BAGDAD: Le ministère irakien des Affaires étrangères a annoncé mardi sa décision d’annuler la visite prévue du ministre turc de la Défense, Hulusi Akar, en Irak et a convoqué l'ambassadeur turc après qu'un drone turc a tué mardi deux hauts gradés irakiens dans le nord du pays où Ankara estime être dans son droit en bombardant des positions du Parti des travailleurs du Kurdistan (PKK).
Depuis que la Turquie a lancé en juin son opération "Griffes du Tigre" au Kurdistan irakien, les deux voisins n'ont cessé de s'opposer sur le plan diplomatique au sujet des frappes aériennes et de l'incursion terrestre de commandos turcs.
Mardi, la mort pour la première fois de commandants des forces régulières irakiennes a suscité des mesures plus drastiques: le ministère des Affaires étrangères a annoncé que Bagdad ne voulait plus recevoir jeudi le ministre turc de la Défense.
En outre, le ministère a ajouté que l'ambassadeur turc à Bagdad serait de nouveau convoqué, pour la troisième fois depuis juin, et se verrait remettre "une lettre de protestation comprenant des termes forts pour dire que l'Irak refuse catégoriquement les agressions et les violations" d'Ankara.
La présidence irakienne a, elle, dénoncé "une violation dangereuse de la souveraineté de l'Irak", appelant Ankara à "cesser toutes ses opérations militaires".
Invariablement Ankara assure lutter contre le PKK qu'elle considère comme une organisation "terroriste" à l'instar des Etats-Unis et de l'Union européenne.
Si l'Irak dénonce l'opération turque, en réalité, le PKK est aussi un ennemi pour Bagdad et un rival pour Erbil, qui, tous deux, ne veulent pas se mettre à dos l'allié turc, principal partenaire économique de l'Irak et poids lourd régional.
Le Kurdistan d'Irak, lui, ne peut pas se prononcer frontalement contre un groupe qui entend porter la cause kurde, la même qu'Erbil a défendu pour obtenir son autonomie en 1991. Mais dans le même temps, le PKK, qui ne le reconnaît pas comme un gouvernement kurde, lui fait concurrence sur son propre terrain.
Postes militaires turcs
La Turquie possède depuis 25 ans une dizaine de postes militaires au Kurdistan irakien.
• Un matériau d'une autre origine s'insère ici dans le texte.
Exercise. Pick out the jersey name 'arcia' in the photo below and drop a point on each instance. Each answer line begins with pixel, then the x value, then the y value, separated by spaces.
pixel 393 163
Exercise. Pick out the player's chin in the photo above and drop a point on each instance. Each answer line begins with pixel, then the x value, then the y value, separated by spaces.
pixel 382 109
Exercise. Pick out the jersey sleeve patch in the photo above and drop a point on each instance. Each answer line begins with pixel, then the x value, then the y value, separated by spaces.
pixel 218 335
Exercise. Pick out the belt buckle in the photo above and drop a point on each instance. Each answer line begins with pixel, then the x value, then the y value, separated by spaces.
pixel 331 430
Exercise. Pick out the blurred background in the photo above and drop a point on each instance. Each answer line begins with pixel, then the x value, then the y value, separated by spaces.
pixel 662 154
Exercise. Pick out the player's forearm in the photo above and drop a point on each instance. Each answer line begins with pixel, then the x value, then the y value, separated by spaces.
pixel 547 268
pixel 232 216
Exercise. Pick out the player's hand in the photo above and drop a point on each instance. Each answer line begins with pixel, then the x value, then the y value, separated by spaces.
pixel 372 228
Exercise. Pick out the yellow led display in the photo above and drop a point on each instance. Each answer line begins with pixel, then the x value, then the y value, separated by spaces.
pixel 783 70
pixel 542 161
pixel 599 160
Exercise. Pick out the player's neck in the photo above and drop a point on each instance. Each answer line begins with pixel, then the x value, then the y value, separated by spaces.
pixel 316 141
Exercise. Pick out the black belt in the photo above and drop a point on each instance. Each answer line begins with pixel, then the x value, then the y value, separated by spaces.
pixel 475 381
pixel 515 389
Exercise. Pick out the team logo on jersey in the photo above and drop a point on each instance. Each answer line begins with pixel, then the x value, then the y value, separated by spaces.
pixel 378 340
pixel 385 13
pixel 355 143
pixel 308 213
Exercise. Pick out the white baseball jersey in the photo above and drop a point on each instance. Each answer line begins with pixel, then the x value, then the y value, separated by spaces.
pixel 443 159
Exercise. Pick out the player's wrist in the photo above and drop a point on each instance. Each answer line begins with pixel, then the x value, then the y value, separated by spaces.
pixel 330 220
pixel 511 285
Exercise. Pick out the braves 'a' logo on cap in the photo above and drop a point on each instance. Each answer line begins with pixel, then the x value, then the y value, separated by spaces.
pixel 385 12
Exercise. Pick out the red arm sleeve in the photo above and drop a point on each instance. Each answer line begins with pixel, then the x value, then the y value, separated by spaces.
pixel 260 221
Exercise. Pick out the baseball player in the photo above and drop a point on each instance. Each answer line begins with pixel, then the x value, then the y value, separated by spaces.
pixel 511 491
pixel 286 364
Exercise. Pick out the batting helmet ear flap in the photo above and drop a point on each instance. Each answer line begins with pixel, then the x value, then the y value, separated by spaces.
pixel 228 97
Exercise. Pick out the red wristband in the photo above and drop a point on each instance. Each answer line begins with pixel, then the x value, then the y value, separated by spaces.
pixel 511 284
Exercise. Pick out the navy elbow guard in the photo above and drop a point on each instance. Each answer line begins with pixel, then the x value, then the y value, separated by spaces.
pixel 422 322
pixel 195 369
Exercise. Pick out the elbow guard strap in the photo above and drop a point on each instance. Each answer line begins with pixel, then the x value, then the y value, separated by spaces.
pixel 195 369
Autant de positions qu'elle n'entend pas perdre et auxquelles elle aurait même ajouté de nouvelles implantations, selon des sources kurdes.
Mardi, c'est un drone turc qui a frappé dans la région de Pradost, aux confins de l'Irak, de la Turquie et de l'Iran, dans le nord de la province d'Erbil.
Deux hauts gradés irakiens, à la tête de bataillons de gardes-frontières, ont été tués avec un chauffeur alors qu'ils se trouvaient à bord d'un véhicule, a indiqué l'armée irakienne qui dénonce "une agression turque flagrante".
Ils sortaient, selon Ihssane Chalabi, maire de la localité proche de Sidakan, d'une "réunion entre des commandants des gardes-frontières irakiens et des combattants du PKK".
Des témoins ont rapporté que des accrochages avaient eu lieu dans la matinée entre combattants du PKK et forces irakiennes. La réunion visée par le drone avait été convoquée en urgence pour tenter de calmer les tensions, selon des sources locales.
Depuis le début mi-juin de "Griffes du tigre", au moins cinq civils ont été tués, tandis qu'Ankara a annoncé la mort de deux de ses soldats et le PKK et ses alliés de dix combattants et partisans.
Le PKK livre une guérilla séparatiste sur le sol turc depuis 1984. Le conflit entre l'Etat turc et les combattants kurdes a fait plus de 40.000 morts, parmi lesquels de nombreux civils, depuis son déclenchement.